Um dia, eu a vi, pela primeira vez. Era 1970, ela atravessara a baía de Guanabara para se apresentar no Diretório Acadêmico da Universidade Federal Fluminense. Eu era aluna de Jornalismo, fui com a turma assistir, vi uma jovem magricela, calças brancas, cabelos presos em coque na nuca, muitos colares, descalça, movimentando-se no palco, com tanta força e garra, que, além de me comover, parecia que me revirava por dentro, era um escândalo aquela interpretação de Carcará. Furacão baiano, era pegar ou largar. Peguei!

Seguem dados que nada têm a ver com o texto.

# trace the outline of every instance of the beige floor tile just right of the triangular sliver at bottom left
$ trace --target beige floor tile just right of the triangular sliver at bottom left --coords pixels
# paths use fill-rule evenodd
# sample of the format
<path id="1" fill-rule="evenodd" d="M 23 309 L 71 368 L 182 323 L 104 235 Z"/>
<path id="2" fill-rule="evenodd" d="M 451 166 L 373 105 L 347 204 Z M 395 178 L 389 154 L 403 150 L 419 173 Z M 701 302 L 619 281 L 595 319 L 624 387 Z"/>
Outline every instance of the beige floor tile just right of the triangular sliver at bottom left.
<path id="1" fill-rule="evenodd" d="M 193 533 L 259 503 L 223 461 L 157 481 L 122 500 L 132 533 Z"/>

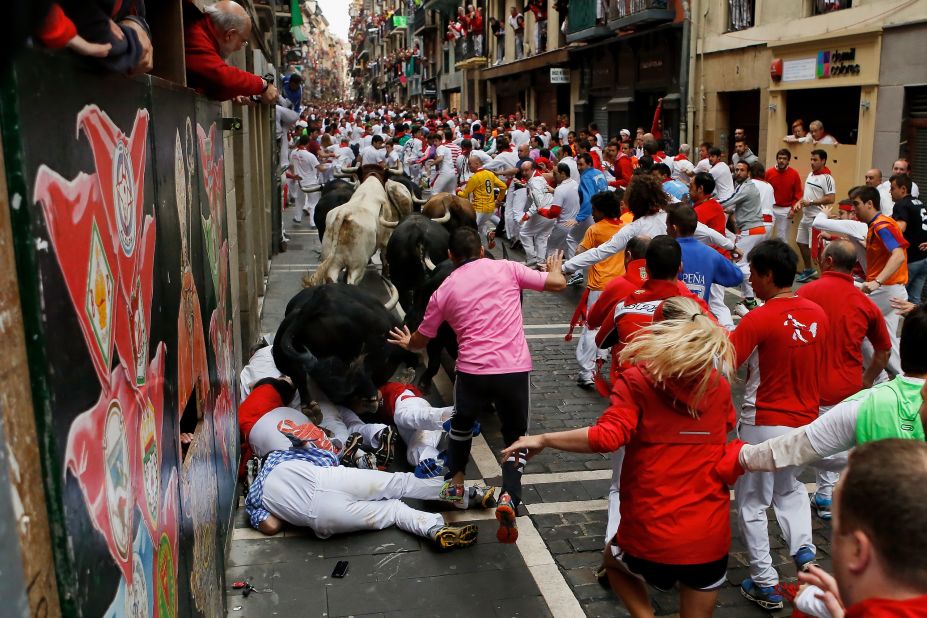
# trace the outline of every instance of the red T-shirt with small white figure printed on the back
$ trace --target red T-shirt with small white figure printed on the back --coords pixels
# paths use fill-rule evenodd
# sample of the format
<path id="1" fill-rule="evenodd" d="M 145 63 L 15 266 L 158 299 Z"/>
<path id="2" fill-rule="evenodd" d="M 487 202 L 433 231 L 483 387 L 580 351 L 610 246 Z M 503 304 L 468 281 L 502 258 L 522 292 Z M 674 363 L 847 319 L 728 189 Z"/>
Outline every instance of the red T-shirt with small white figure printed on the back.
<path id="1" fill-rule="evenodd" d="M 827 367 L 827 314 L 805 298 L 773 298 L 731 334 L 737 366 L 747 363 L 741 419 L 802 427 L 818 417 Z"/>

Dali em diante, virei "tiete", acompanhei sua carrreira, tinha a companhia da minha amiga Marion Monteiro ( Bombom) para nos embevecermos, juntas, muitas vezes, sentadas no chão do Teatro da Praia, em Copacabana, e vê-la impregnar nossas vidas de uma energia incomparável. São tantas histórias que guardo dela, em minha vida, pequenos relicários com as mensagens que a Betha me passa, e que, tenho certeza, alcança milhares de seres que se envolvem com sua voz, suas canções, os poemas declamados, o sorriso maroto, os cabelos esvoaçantes, os pés desnudos, olhares misteriosos, instantes de enlevo e reflexão, puro sentimento, ou seja, arte no sentido lato-sensu, sem tirar nem pôr.

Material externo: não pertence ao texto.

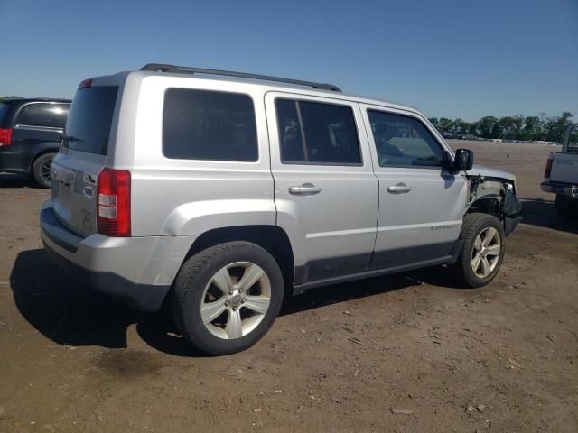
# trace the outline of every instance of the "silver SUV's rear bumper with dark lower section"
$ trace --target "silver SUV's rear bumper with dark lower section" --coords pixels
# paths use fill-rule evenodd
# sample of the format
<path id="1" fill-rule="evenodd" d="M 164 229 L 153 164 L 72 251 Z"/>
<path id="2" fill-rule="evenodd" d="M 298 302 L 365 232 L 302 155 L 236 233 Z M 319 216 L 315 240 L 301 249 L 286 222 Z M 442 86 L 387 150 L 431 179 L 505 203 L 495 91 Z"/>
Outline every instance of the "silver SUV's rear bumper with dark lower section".
<path id="1" fill-rule="evenodd" d="M 191 244 L 184 236 L 82 238 L 46 204 L 40 227 L 44 250 L 65 272 L 145 311 L 161 308 Z"/>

O mano Caetano, este é um fiel escudeiro, talentoso sim, compôs no exílio "Betha, Betha, Bethani, please send me a letter", e tantas homenagens ela merece, claro, é uma cantadora que nos enche de magia, ela é feita na Bahia, é cheia de encantos, pudera, é filha de Iansã, é filha da mãe Menininha, ela é tudo isso e mais alguma coisa.
Era um domingo entardecendo, eu nem tinha lido o jornal, há poucos anos, então, um anjo de plantão me mostrou no segundo caderno, lá pelas seis da tarde, que ela se apresentaria, em fim de temporada, naquela noite, no Canecão, com o show Maricotinha.
Deu-me um arrepio, liguei para a casa de shows, reservei um dos poucos lugares que sobravam ainda. Vesti-me na correria. Tomei um táxi, desde Vila Isabel, pedi pressa ao motorista, cheguei lá, acomodei minha ansiedade de adolescente madura, ela surgiu, eu revivi tudo, uma vida inteira de segredos em torno da sua arte.
Mais uma vez, "peguei" Bethania, como costumamos todos, pegá-la no "tempo, tempo", ela é atemporal, ela continua sendo a melhor pegada musical confirmada, mais uma vez, na festa da nossa canção brasileira. Salve Ela!!